An effective method of preserving the freshness of fish is to chill with ice by distributing ice uniformly around the fish. It is a safe cooling method that keeps the fish moist and in an easily stored form suitable for transport. It has become widely used since the development of mechanical refrigeration, which makes ice easy and cheap to produce. Ice is produced in various shapes; crushed ice and ice flakes, plates, tubes and blocks are commonly used to cool fish. Particularly effective is slurry ice, made from micro crystals of ice formed and suspended within a solution of water and a freezing point depressant, such as common salt.

A more recent development is pumpable ice technology. Pumpable ice flows like water, and because it is homogeneous, it cools fish faster than fresh water solid ice methods and eliminates freeze burns. It complies with HACCP and ISO food safety and public health standards, and uses less energy than conventional fresh water solid ice technologies.

Control of water activity

The water activity, aw, in a fish is defined as the ratio of the water vapour pressure in the flesh of the fish to the vapour pressure of pure water at the same temperature and pressure. It ranges between 0 and 1, and is a parameter that measures how available the water is in the flesh of the fish. Available water is necessary for the microbial and enzymatic reactions involved in spoilage. There are a number of techniques that have been or are used to tie up the available water or remove it by reducing the aw.

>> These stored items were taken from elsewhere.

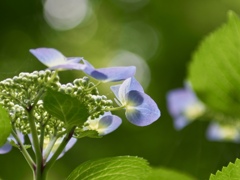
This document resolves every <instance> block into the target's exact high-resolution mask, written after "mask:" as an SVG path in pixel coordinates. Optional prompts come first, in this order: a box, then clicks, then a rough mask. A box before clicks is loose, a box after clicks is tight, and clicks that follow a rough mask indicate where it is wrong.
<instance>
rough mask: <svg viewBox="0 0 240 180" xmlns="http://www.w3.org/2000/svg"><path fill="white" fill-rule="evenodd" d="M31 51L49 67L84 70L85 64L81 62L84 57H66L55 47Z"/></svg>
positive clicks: (32, 49) (48, 67)
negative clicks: (55, 48)
mask: <svg viewBox="0 0 240 180" xmlns="http://www.w3.org/2000/svg"><path fill="white" fill-rule="evenodd" d="M29 51H30V52H31V53H32V54H33V55H34V56H35V57H36V58H37V59H38V60H39V61H40V62H42V63H43V64H44V65H46V66H47V67H48V68H49V69H56V70H69V69H76V70H82V69H83V68H84V65H83V64H80V63H79V62H80V61H81V60H82V59H83V58H82V57H71V58H66V57H65V56H64V55H63V54H62V53H61V52H59V51H58V50H56V49H53V48H37V49H30V50H29Z"/></svg>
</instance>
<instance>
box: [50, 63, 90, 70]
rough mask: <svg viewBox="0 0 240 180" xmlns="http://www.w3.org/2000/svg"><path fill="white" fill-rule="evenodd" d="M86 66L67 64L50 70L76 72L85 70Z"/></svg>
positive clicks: (52, 68)
mask: <svg viewBox="0 0 240 180" xmlns="http://www.w3.org/2000/svg"><path fill="white" fill-rule="evenodd" d="M84 67H85V66H84V65H83V64H77V63H76V64H74V63H72V64H71V63H66V64H61V65H57V66H52V67H50V68H49V69H52V70H54V69H57V70H70V69H74V70H83V69H84Z"/></svg>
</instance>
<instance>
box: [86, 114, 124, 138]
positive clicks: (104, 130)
mask: <svg viewBox="0 0 240 180" xmlns="http://www.w3.org/2000/svg"><path fill="white" fill-rule="evenodd" d="M121 123H122V120H121V119H120V118H119V117H118V116H115V115H112V114H111V113H110V112H105V113H104V114H103V115H102V116H100V117H99V118H96V119H93V120H91V119H88V120H87V121H86V123H85V125H86V126H84V130H95V131H97V132H98V134H99V136H104V135H107V134H109V133H111V132H113V131H115V130H116V129H117V128H118V127H119V126H120V125H121Z"/></svg>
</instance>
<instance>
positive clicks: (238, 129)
mask: <svg viewBox="0 0 240 180" xmlns="http://www.w3.org/2000/svg"><path fill="white" fill-rule="evenodd" d="M207 138H208V139H209V140H211V141H233V142H236V143H240V131H239V126H234V125H231V124H219V123H217V122H212V123H211V124H210V125H209V127H208V129H207Z"/></svg>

Traditionally, techniques such as drying, salting and smoking have been used, and have been used for thousands of years. These techniques can be very simple, for example, by using solar drying. In more recent times, freeze-drying, water binding humectants, and fully automated equipment with temperature and humidity control have been added. Often a combination of these techniques is used.

Physical control of microbial loads

Canned fish 2
Microbial loads can be physically controlled by canning and then sterilizing with heat

Heat or ionizing irradiation can be used to kill the bacteria that cause decomposition. Heat is applied by cooking, blanching or microwave heating in a manner that pasteurizes or sterilizes fish products. Cooking or pasteurizing does not completely inactivate microorganisms and may need to be followed with refrigeration to preserve fish products and increase their shelf life. Sterilised products are stable at ambient temperatures up to 40 °C, but to ensure they remain sterilized they need packaging in metal cans or retortable pouches before the heat treatment.

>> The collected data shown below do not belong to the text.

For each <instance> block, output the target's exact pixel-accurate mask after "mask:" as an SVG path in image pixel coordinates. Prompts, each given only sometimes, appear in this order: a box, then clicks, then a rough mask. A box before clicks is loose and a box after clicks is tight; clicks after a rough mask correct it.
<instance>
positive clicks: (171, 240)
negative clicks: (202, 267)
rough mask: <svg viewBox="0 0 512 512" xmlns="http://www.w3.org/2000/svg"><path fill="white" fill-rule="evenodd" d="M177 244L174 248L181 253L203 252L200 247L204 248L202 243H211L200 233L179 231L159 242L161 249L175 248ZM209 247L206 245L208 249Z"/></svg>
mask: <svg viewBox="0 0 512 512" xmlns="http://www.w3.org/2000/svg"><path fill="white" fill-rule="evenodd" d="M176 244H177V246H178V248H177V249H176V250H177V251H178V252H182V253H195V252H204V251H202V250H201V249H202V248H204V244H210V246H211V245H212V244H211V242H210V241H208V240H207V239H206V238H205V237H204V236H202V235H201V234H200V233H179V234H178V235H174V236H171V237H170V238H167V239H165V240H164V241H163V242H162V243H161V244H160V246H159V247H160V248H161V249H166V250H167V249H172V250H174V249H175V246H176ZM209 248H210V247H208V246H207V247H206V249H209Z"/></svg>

Chemical control of microbial loads

Microbial growth and proliferation can be inhibited by a technique called biopreservation. Biopreservation is achieved by adding antimicrobials or by increasing the acidity of the fish muscle. Most bacteria stop multiplying when the pH is less than 4.5. Acidity is increased by fermentation, marination or by directly adding acids (acetic, citric, lactic) to fish products. Lactic acid bacteria produce the antimicrobial nisin which further enhances preservation. Other preservatives include nitrites, sulphites, sorbates, benzoates and essential oils.

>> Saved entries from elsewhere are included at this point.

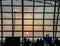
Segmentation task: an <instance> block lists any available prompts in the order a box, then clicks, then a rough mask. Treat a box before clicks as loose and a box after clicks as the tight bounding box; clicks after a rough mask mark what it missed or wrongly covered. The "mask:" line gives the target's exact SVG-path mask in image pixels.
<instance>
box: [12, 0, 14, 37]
mask: <svg viewBox="0 0 60 46" xmlns="http://www.w3.org/2000/svg"><path fill="white" fill-rule="evenodd" d="M11 9H12V12H11V13H12V37H14V19H13V0H11Z"/></svg>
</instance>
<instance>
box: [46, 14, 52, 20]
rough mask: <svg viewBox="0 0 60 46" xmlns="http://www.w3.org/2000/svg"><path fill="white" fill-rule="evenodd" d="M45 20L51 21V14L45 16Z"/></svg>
mask: <svg viewBox="0 0 60 46" xmlns="http://www.w3.org/2000/svg"><path fill="white" fill-rule="evenodd" d="M45 19H53V14H45Z"/></svg>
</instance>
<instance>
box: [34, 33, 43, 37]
mask: <svg viewBox="0 0 60 46" xmlns="http://www.w3.org/2000/svg"><path fill="white" fill-rule="evenodd" d="M34 36H42V37H43V32H34Z"/></svg>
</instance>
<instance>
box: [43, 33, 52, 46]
mask: <svg viewBox="0 0 60 46" xmlns="http://www.w3.org/2000/svg"><path fill="white" fill-rule="evenodd" d="M43 40H44V42H45V43H46V45H47V46H52V37H49V35H48V34H47V35H46V37H44V38H43Z"/></svg>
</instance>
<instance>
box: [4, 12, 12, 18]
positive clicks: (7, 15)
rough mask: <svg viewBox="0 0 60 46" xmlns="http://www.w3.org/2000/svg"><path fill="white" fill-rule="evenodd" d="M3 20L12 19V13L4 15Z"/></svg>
mask: <svg viewBox="0 0 60 46" xmlns="http://www.w3.org/2000/svg"><path fill="white" fill-rule="evenodd" d="M3 18H12V14H11V13H3Z"/></svg>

Control of the oxygen reduction potential

Spoilage bacteria and lipid oxidation usually need oxygen, so reducing the oxygen around fish can increase shelf life. This is done by controlling or modifying the atmosphere around the fish, or by vacuum packaging. Controlled or modified atmospheres have specific combinations of oxygen, carbon dioxide and nitrogen, and the method is often combined with refrigeration for more effective fish preservation.

Combined techniques

Two or more of these techniques are often combined. This can improve preservation and reduce unwanted side effects such as the denaturation of nutrients by severe heat treatments. Common combinations are salting/drying, salting/marinating, salting/smoking, drying/smoking, pasteurization/refrigeration and controlled atmosphere/refrigeration. Other process combinations are currently being developed along the multiple hurdle theory.

Automated processes

"The search for higher productivity and the increase of labor cost has driven the development of computer vision technology, electronic scales and automatic skinning and filleting machines."